On Thu, Jan 6, 2022 at 6:56 AM Waldek Kozaczuk <[email protected]> wrote:
> Hi,
>
> When one compiles kernel with most symbols hidden (which also hides
> completely STD C++ library), the tst-tls-pie.so crashes like so:
>
> #0 0x00000000402da5b2 in processor::cli_hlt () at
> arch/x64/processor.hh:247
> #1 arch::halt_no_interrupts () at arch/x64/arch.hh:48
> #2 osv::halt () at arch/x64/power.cc:26
> #3 0x00000000402211a0 in abort (fmt=fmt@entry=0x4049aef3 "Aborted\n") at
> runtime.cc:137
> #4 0x00000000402211b2 in abort () at runtime.cc:103
> #5 0x000000004039cade in osv::generate_signal (siginfo=...,
> ef=0xffff800000e87068) at libc/signal.cc:130
> #6 0x000000004039cb9f in osv::handle_mmap_fault
> (addr=addr@entry=18446744073709547520,
> sig=sig@entry=11, ef=ef@entry=0xffff800000e87068)
> at libc/signal.cc:145
> #7 0x000000004028709b in mmu::vm_sigsegv (ef=0xffff800000e87068,
> addr=18446744073709547520) at core/mmu.cc:1334
> #8 mmu::vm_fault (addr=18446744073709547520, addr@entry=18446744073709551592,
> ef=ef@entry=0xffff800000e87068) at core/mmu.cc:1354
> #9 0x00000000402d3d90 in page_fault (ef=0xffff800000e87068) at
> arch/x64/mmu.cc:42
> #10 <signal handler called>
> #11 0x0000100000156cf7 in std::ostream::sentry::sentry
> (this=0x200000200df0, __os=...)
> at
> /usr/src/debug/gcc-10.3.1-1.fc33.x86_64/obj-x86_64-redhat-linux/x86_64-redhat-linux/libstdc++-v3/include/bits/ostream.tcc:51
>
Since your kernel does *not* export the C++ library, where did this symbol
come from?
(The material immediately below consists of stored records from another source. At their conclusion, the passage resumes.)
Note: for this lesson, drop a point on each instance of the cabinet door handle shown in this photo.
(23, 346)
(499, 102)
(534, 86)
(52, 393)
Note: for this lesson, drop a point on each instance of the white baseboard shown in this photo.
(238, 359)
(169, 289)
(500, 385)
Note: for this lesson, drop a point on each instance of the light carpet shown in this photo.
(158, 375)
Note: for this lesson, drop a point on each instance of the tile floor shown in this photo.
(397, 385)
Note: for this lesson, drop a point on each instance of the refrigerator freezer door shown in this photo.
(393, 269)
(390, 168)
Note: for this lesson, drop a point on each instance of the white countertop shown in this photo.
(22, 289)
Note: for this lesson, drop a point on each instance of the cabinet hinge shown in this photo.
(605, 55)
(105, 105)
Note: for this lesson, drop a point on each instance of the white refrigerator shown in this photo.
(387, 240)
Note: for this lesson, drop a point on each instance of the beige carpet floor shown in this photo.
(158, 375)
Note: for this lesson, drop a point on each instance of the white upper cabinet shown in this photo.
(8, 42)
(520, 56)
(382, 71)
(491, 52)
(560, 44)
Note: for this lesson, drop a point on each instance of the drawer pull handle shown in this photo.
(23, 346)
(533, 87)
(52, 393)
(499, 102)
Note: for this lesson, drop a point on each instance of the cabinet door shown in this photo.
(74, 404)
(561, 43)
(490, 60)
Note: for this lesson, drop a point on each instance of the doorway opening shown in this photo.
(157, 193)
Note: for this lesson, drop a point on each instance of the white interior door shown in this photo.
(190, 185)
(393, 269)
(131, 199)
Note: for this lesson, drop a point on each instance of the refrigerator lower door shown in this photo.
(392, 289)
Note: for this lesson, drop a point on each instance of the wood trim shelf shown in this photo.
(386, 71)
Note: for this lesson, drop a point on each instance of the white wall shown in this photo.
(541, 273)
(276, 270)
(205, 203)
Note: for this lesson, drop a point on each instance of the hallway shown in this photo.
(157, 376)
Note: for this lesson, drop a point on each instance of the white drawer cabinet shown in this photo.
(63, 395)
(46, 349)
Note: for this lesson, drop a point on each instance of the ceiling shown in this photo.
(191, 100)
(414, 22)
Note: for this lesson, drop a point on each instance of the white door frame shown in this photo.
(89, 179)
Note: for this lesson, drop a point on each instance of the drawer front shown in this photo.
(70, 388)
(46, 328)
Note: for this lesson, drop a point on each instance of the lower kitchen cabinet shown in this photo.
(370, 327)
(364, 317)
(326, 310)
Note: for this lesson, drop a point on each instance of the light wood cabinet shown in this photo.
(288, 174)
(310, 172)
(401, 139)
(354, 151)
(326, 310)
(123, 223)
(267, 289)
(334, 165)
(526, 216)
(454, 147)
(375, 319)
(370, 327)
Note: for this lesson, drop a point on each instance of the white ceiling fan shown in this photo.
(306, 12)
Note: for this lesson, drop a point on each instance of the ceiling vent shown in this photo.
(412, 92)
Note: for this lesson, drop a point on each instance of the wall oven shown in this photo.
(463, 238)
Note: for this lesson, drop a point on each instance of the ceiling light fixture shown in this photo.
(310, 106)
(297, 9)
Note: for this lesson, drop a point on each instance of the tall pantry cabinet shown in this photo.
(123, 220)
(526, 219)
Did you build the tests with the host's C++ library?
I'll continue reading with the assumption that you did.
> #12 0x000010000015743c in std::__ostream_insert<char,
> std::char_traits<char> > (__out=..., __s=0x40303a "PASS", __n=__n@entry=4)
> at
> /usr/src/debug/gcc-10.3.1-1.fc33.x86_64/obj-x86_64-redhat-linux/x86_64-redhat-linux/libstdc++-v3/include/bits/ostream_insert.h:82
> #13 0x0000000000401ccf in std::operator<< <std::char_traits<char> >
> (__s=<optimized out>, __out=...)
> at /usr/include/c++/10/bits/char_traits.h:371
> #14 report (ok=<optimized out>, msg="v7 in init function") at
> /home/wkozaczuk/projects/osv-true-master/tests/tst-tls.cc:57
> #15 0x00000000004014b3 in before_main () at
> /home/wkozaczuk/projects/osv-true-master/tests/tst-tls.cc:127
> #16 0x00000000402972c5 in elf::object::run_init_funcs
> (this=0xffffa0000094a600, argc=argc@entry=1, argv=argv@entry
> =0xffffa0000094a400)
> at core/elf.cc:1178
> #17 0x0000000040298a0b in elf::program::init_library (this=<optimized
> out>, argc=1, argv=0xffffa0000094a400) at core/elf.cc:1500
> #18 0x000000004020c239 in osv::application::main (this=0xffffa0000094cc10)
> at core/app.cc:319
> #19 0x0000000040365cb9 in operator() (app=<optimized out>, __closure=0x0)
> at core/app.cc:236
> #20 _FUN () at core/app.cc:238
> #21 0x0000000040398a66 in operator() (__closure=0xffffa00000abda00) at
> libc/pthread.cc:116
> #22 std::__invoke_impl<void, pthread_private::pthread::pthread(void*
> (*)(void*), void*, sigset_t, const
> pthread_private::thread_attr*)::<lambda()>&> (__f=...) at
> /usr/include/c++/10/bits/invoke.h:60
> #23 std::__invoke_r<void, pthread_private::pthread::pthread(void*
> (*)(void*), void*, sigset_t, const
> pthread_private::thread_attr*)::<lambda()>&> (__fn=...) at
> /usr/include/c++/10/bits/invoke.h:153
> #24 std::_Function_handler<void(), pthread_private::pthread::pthread(void*
> (*)(void*), void*, sigset_t, const
> pthread_private::thread_attr*)::<lambda()> >::_M_invoke(const
> std::_Any_data &) (__functor=...) at
> /usr/include/c++/10/bits/std_function.h:291
> #25 0x00000000403391ea in sched::thread::main (this=0xffff800000e82040) at
> core/sched.cc:1267
> #26 sched::thread_main_c (t=0xffff800000e82040) at
> arch/x64/arch-switch.hh:325
> #27 0x00000000402d3b33 in thread_main () at arch/x64/entry.S:116
>
> I have been researching this for a bit and realized that when I change the
> report() function not use std::cout but instead use printf() like so:
>
> printf("%s: %s\n", ok ? "PASS" : "FAIL", msg.c_str());
> the crash goes away.
>
> I knew something was wrong with the initialization of some objects but
> could not quite pin it down. Then I tried to run the tst-tls-pie.so on the
> Linux host (it is a pie) and it crashed with a segmentation fault. This
> made me think that maybe something is wrong with the test program itself.
>
Interesting. I remember tests/tst-tls.cc did work on Linux in the past, and
the "pie" compilation which you added in
70547a6c64c56cbdf4c5b5d0c7eaa1e85badb0f7 should supposedly have worked too
but I don't see that you documented it. Maybe you never ran it on Linux?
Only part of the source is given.